Wegen der demographischen Veränderungen verläuft die Entwicklung in den alten und neuen Bundesländern allerdings höchst unterschiedlich. In Ostdeutschland sank die Zahl der Ausbildungsverträge um 9,0 Prozent auf knapp 114.000. In Westdeutschland verzeichnet der Bericht ein Plus von 0,3 Prozent auf gut 500.000 Ausbildungsverträge.

Zum Wachstum im Westen trugen offenbar auch Initiativen der Wirtschaft im Rahmen des nationalen Pakts für Ausbildung bei. Demnach wurden die Zusagen der Unternehmen im vergangenen Ausbildungsjahr weit übertroffen. "Statt der zugesagten 60 000 wurden 86 500 neue Ausbildungsplätze eingeworben; statt 30 000 fanden sich 52 700 neue Betriebe zur Ausbildung bereit", heißt es in dem Bericht.

So hat sich wie schon in den Vorjahren die Zahl der noch unversorgten Bewerber deutlich verringert, auf 14.479. Gleichzeitig ist die Zahl der Ausbildungsplätze, für die Unternehmen keinen geeigneten Kandidaten fanden, aber auf knapp 20.000 deutlich gestiegen. Die Bundesregierung sieht deshalb weiter "Handlungsbedarf": Hauptproblem sind die sogenannten Altbewerber. Der Berufsbildungsbericht führt fasst 82.000 registrierte Jugendliche auf, die zum Beispiel ein Praktikum begonnen haben oder sich für einen Beruf weiterqualifizieren, aber mit Hilfe der Bundesagentur für Arbeit (BA) weiter nach einer Lehrstelle suchen. Insgesamt tauchten nach den Daten der BA 2008 etwa 320.000 Altbewerber auf, die die Schule bereits im Vorjahr oder früher verlassen haben. Das entspricht ungefähr der Hälfte der gesamten Lehrstellenaspiranten im vergangenen Jahr.

Geringe Ausländerquote

Aus den Bericht geht weiter hervor, dass es ausländische Jugendliche besonders schwer haben. Sie verlassen nicht nur doppelt so häufig wie deutsche Jugendliche die Schule ohne Abschluss. Auch in der Berufsausbildung sind sie stark unterrepräsentiert. So lag die Quote junger Ausländer, die sich 2007 in einer Ausbildung befanden, mit 23,9 Prozent deutlich unter der deutscher junger Leute mit 57,6 Prozent. Dies sei jedoch nicht "auf mangelndes Interesse der Jugendlichen zurückzuführen". Ihre Chancen, eine Lehrstelle zu ergattern, seien "wesentlich geringer".
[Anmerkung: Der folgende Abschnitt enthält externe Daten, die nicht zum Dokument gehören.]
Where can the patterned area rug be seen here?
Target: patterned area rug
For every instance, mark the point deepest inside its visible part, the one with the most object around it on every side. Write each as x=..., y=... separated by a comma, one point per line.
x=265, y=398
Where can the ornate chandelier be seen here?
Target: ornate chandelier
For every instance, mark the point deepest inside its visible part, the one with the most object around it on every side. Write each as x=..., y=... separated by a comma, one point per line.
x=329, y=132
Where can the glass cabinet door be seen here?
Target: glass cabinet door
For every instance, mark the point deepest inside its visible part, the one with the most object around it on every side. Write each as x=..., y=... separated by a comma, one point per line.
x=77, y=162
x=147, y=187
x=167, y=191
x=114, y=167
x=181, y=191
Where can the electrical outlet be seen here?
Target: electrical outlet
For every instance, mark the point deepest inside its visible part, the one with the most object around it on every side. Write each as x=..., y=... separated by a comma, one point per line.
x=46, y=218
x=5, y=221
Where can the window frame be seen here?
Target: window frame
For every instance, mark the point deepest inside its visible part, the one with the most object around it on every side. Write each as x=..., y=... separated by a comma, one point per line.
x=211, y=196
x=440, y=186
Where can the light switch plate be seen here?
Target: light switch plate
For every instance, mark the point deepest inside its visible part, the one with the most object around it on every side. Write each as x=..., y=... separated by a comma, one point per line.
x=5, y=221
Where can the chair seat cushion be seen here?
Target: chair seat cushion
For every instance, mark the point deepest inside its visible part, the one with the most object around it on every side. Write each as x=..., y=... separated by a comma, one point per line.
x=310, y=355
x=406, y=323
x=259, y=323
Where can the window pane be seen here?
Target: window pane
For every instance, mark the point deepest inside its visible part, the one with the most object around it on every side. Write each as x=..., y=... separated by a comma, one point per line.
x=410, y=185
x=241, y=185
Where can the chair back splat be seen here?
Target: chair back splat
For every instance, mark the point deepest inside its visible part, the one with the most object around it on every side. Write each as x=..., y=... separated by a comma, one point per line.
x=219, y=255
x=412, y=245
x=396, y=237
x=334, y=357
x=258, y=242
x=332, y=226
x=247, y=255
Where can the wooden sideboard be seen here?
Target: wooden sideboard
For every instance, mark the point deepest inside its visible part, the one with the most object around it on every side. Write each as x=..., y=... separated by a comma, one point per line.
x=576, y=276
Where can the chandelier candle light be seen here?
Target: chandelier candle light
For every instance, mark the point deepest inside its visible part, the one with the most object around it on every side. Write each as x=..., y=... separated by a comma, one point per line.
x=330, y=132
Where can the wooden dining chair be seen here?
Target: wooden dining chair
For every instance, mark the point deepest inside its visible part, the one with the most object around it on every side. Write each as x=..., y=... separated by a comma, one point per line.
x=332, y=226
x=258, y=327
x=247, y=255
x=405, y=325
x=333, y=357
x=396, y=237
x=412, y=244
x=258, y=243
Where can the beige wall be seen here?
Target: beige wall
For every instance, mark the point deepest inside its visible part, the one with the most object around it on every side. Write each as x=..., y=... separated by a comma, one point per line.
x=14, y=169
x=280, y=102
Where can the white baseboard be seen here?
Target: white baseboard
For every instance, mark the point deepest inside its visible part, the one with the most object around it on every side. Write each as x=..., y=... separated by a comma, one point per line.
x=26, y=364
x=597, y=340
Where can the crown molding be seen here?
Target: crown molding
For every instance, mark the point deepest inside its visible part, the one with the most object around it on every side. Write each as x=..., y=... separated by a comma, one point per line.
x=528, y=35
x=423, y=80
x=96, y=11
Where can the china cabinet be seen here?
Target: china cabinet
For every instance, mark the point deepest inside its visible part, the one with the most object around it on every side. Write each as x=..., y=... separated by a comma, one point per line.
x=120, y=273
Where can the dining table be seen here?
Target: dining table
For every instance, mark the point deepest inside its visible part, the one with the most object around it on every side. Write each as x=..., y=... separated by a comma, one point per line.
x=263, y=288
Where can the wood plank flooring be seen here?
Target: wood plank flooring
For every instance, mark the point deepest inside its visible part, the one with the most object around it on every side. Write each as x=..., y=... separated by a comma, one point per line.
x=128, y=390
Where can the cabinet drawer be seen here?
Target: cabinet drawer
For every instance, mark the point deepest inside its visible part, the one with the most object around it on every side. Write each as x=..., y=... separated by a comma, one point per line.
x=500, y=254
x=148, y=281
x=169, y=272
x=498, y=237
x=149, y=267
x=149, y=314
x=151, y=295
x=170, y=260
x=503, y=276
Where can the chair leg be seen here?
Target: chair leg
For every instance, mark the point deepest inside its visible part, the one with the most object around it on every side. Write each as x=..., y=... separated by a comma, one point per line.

Wie bereits zuvor der Deutsche Industrie- und Handelskammertag rechnet das Bundesbildungsministerium damit, dass das Angebot an Lehrstellen 2009 weiter sinken wird. Wie stark die Wirtschaftskrise auf den Ausbildungsmarkt durchschlagen wird, lässt der Bericht aber offen. Die stellvertretende DGB-Chefin Ingrid Sehrbrock bezeichnete die Lage als besorgniserregend. "Wir dürfen nicht nur über Banken und Autos reden, sondern müssen konkrete und schnelle Maßnahmen zum Schutz der Lehrlinge ergreifen", sagte Sehrbrock.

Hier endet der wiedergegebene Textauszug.